Foi difícil. Era a primeira vez que eu saía da aldeia e ficava longe da família. Eu era (funcionária) concursada da prefeitura e dava aulas em dois períodos (na reserva). Decidi então estudar Pedagogia. Queria aprender mais sobre a sociedade não-indígena, e levar conhecimento para o meu povo, explica.
Marilena, o marido (que estudava Agronomia) e os dois filhos moraram em uma quitinete em Ponta Grossa. O Estado tinha que repassar uma bolsa por mês. No primeiro ano, deixaram de pagar algumas vezes, e a gente ficava endividado. Mas nós insistimos. A universidade e uma professora que já tinha experiência de trabalho com indígenas nos ajudaram. No segundo ano, deu uma melhorada, lembra.
Ela relata que, em razão das dificuldades financeiras e da distância da família, muitos indígenas desistiram no começo. Hoje, a gente percebe que tem muita gente interessada em estudar. Nós queremos ter estudo, mas sem nos esquecer da nossa própria cultura, diz Marilena.
Na escola da reserva do Apucaraninha, ela cuida do material pedagógico, faz o planejamento do ano letivo, acompanha professores e alunos.
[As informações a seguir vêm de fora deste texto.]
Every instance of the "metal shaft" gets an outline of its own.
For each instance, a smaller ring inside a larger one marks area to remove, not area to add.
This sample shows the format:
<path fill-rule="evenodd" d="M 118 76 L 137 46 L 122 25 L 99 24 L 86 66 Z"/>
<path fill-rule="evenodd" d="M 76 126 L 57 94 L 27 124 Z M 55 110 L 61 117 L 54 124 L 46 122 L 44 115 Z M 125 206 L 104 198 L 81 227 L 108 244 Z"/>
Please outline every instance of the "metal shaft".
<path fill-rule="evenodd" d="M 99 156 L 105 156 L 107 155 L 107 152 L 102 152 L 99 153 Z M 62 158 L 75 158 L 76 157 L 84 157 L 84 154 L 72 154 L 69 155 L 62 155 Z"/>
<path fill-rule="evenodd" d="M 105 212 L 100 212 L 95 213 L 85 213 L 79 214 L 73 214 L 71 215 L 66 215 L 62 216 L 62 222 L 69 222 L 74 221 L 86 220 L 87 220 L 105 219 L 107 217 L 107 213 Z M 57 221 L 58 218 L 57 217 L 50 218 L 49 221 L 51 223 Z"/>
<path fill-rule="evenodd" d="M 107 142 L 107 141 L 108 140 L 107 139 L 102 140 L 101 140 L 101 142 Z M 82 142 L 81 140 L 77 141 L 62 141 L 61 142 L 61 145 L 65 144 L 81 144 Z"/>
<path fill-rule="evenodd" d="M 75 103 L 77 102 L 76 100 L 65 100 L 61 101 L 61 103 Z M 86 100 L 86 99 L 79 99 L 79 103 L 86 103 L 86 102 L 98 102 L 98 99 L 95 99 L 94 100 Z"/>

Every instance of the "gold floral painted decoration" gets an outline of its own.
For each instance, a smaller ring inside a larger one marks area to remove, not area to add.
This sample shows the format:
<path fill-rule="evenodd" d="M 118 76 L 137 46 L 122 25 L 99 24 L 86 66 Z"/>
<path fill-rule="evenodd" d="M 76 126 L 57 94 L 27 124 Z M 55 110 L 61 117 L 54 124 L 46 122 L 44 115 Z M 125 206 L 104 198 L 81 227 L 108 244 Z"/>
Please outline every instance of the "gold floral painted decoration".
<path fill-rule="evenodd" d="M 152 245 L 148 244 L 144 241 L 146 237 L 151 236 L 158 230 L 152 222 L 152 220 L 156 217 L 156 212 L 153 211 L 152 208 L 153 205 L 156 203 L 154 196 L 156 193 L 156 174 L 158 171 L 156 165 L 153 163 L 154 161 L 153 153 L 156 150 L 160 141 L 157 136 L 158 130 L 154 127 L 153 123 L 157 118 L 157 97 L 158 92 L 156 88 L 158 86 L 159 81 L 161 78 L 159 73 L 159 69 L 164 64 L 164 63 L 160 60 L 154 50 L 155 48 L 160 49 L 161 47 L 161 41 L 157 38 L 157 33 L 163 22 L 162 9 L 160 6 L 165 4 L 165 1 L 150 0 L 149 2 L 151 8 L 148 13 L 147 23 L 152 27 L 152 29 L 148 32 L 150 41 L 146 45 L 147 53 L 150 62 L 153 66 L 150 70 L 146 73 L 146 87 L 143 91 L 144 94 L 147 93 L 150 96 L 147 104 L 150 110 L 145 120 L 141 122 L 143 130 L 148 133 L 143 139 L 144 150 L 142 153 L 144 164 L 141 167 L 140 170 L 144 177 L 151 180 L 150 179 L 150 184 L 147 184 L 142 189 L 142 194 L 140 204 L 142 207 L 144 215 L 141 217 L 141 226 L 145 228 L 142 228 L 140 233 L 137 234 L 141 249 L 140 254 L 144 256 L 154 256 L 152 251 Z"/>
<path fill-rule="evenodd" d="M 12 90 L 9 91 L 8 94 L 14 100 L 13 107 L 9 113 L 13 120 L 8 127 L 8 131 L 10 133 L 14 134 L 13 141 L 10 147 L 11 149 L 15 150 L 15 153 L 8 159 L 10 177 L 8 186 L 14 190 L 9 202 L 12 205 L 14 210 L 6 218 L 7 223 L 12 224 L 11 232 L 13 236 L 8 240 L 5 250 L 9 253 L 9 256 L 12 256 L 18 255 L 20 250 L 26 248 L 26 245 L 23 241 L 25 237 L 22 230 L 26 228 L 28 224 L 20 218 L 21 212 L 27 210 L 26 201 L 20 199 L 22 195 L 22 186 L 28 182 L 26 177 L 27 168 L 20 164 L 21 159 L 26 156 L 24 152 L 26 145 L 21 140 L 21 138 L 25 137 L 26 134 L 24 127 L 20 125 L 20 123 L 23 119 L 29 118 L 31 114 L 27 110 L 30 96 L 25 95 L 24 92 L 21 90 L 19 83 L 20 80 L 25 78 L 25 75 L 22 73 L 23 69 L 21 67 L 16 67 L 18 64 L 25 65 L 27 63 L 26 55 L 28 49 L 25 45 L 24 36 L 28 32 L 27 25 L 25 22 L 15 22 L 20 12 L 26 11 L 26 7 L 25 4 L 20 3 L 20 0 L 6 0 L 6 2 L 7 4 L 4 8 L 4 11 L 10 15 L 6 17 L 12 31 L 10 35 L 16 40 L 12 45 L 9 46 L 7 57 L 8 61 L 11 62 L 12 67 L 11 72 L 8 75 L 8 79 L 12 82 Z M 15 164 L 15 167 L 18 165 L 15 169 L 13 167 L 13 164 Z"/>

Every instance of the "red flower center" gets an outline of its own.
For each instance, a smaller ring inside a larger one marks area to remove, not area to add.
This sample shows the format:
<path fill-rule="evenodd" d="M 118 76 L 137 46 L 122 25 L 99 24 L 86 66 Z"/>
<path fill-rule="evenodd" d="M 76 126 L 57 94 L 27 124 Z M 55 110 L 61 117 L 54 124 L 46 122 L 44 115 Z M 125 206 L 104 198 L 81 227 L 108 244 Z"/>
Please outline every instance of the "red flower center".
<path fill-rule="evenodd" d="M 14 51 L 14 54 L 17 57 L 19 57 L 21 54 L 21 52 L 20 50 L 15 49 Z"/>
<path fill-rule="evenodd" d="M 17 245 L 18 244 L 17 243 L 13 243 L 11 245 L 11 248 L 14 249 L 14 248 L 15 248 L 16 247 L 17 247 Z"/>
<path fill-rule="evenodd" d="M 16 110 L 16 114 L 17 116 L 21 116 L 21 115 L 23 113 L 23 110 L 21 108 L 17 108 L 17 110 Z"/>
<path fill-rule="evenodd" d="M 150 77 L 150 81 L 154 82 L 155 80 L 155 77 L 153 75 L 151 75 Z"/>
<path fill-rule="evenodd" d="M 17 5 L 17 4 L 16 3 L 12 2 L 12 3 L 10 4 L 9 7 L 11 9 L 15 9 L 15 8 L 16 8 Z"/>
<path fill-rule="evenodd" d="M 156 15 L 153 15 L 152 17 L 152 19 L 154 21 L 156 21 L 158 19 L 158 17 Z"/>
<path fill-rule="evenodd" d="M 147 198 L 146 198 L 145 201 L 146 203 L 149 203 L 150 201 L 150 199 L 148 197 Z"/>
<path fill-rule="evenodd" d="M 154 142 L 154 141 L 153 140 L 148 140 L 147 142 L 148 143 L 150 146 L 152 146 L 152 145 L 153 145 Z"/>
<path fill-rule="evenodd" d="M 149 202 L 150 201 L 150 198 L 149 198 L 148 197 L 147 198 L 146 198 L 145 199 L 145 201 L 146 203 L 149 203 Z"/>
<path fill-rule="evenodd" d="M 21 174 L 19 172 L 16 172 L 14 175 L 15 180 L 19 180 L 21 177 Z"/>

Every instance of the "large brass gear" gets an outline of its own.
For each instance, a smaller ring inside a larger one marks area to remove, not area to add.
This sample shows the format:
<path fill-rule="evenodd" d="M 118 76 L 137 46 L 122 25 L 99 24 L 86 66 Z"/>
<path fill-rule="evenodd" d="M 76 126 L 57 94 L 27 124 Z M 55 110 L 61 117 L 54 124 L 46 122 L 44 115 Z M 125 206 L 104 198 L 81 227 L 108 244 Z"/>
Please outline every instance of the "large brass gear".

É mais fácil para nós mesmos trabalharmos com o nosso povo, porque conhecemos a realidade: sabemos das dificuldades, do que os índios precisam, argumenta.
Números levantados pelo professor Wagner Roberto do Amaral, da UEL, comprovam a impressão de Marilena de que os indígenas estão se interessando mais pelo Ensino Superior. No primeiro vestibular indígena do Paraná, inscreveram-se 51 candidatos. Em 2010, foram 240 inscritos, quase cinco vezes mais.
Antes, a maioria dos estudantes eram indígenas casados, com uma certa idade. Agora, o perfil predominante é de índios mais novos, solteiros, explica Amaral. (F.G.)